Seven St. John's University students have been selected to conduct research and teach overseas as recipients of Fulbright Student Grants, the largest U.S. international exchange program recognizing students and young professionals who demonstrate academic excellence and leadership potential.
It is the greatest number of Fulbrights awarded to St. John's students in a single year. The University also had 13 finalists, breaking previous records. Though seven Fulbrights were awarded, one student ultimately declined.
Operating in more than 155 countries, the Fulbright Program is one of the world's preeminent awards opportunities. U.S. Senator J. William Fulbright established the program in 1946 to build international understanding through the exchange of people, knowledge and skills. Forty-three Fulbright alumni have won Nobel Prizes and 78 have won Pulitzers.
"This is one of the most prestigious forms of recognition a student can receive for scholarship and leadership," said Julia A. Upton, RSM, Ph.D., Provost of St. John's. "We are extremely proud that so many of our students have been acknowledged in this way. Their achievements testify to their own gifts — and to the high quality of the education students receive at our University."
"Each of our students who received the award this year demonstrated exemplary scholarly performance in terms of overall achievement and in their individual research areas," said Konrad Tuchscherer, Ph.D., Associate Professor of History and Fulbright Program Advisor at the University.

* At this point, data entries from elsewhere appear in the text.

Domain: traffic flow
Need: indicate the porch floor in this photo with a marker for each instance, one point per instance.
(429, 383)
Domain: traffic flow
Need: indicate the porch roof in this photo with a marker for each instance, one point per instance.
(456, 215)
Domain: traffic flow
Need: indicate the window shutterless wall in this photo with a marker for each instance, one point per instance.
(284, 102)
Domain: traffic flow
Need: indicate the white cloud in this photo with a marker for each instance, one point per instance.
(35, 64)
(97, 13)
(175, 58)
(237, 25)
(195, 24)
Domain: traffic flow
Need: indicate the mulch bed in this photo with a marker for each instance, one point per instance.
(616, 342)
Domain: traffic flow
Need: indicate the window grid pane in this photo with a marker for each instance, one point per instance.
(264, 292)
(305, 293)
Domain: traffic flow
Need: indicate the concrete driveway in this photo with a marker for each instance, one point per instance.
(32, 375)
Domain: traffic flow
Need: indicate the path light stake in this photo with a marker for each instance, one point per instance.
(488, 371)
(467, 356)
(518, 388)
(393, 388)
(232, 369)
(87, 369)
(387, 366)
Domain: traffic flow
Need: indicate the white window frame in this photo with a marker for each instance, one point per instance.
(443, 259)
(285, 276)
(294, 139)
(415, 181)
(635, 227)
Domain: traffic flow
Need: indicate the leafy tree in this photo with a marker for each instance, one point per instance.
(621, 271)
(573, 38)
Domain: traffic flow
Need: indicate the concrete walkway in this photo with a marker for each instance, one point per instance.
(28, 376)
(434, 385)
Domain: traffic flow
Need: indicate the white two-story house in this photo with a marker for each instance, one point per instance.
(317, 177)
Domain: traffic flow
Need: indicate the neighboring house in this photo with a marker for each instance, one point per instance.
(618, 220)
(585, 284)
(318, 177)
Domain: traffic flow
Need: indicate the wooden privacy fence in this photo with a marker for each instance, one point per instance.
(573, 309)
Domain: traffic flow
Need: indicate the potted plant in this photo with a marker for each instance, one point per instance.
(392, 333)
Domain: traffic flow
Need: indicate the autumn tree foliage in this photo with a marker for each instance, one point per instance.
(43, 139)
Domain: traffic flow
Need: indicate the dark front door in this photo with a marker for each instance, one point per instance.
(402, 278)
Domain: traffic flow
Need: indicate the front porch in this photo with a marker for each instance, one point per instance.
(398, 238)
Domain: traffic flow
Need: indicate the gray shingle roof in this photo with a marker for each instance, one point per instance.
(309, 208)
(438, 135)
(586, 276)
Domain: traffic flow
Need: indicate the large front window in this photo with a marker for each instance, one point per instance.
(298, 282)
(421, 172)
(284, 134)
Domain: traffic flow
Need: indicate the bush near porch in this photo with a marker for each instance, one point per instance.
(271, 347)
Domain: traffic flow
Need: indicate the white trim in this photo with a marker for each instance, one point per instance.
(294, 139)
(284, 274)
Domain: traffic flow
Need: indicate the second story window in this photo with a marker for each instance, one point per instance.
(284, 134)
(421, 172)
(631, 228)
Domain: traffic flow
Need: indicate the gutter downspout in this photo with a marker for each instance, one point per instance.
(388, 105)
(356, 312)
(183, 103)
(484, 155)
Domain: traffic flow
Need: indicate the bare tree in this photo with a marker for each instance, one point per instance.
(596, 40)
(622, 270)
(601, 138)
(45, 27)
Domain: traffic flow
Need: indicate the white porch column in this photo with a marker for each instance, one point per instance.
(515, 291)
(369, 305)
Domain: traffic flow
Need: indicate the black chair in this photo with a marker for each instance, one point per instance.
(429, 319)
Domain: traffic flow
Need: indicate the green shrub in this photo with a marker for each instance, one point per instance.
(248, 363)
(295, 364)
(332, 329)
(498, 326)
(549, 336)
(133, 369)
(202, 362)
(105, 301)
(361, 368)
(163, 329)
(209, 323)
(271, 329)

"In keeping with the aims of the Fulbright," he added, "each student also provided outstanding leadership on campus. For example, one student founded a history club and published a book. Another served the homeless via the St. Vincent de Paul Society, while others were involved in academic-service internships, peer mentorship programs and anti-bullying campaigns."
Three of the recipients — Boris Chiporukha '10G, Jessica Corsaro '15GEd and Kelly Rivera '02CPS, '11GEd — earned graduate degrees at St. John's. The others — Katelyn Liesner '12C, Patrick Homeyer '12C and Sarah Alam '12C — received bachelor's degrees and are considering graduate school.
The six recipients will spend the 2012-13 academic year pursuing their Fulbright activities around the world. In Ukraine, Boris will explore ways to improve that nation's deteriorating tourism infrastructure. Patrick will teach conversational English to university students in Bahrain. Jessica plans to study language and culture in Kenya. On the Aegean Islands, Katelyn will seek solutions to that region's environmental problems. Kelly and Sarah will conduct their studies in Malta and Bangladesh, respectively.
"Our success this year also reflects a marked increase in the global experiences that St. John's provides through study abroad, as well as our dedication to internationalizing the curriculum on campus," said Dr. Tuchscherer.
The Office of Global Studies at St. John's provides abundant study abroad opportunities for undergraduate and graduate students. Options include a full semester at the University's Rome campus and Paris location; winter and summer courses throughout Europe, Asia and Latin America; and Discover the World, which brings students to three cities in a single semester.
These experiences, Dr. Tuchscherer explained, give St. John's students "a huge advantage" over those at many universities. "Our global emphasis," he said, "positions us among the elite universities in terms of international experience and preparedness."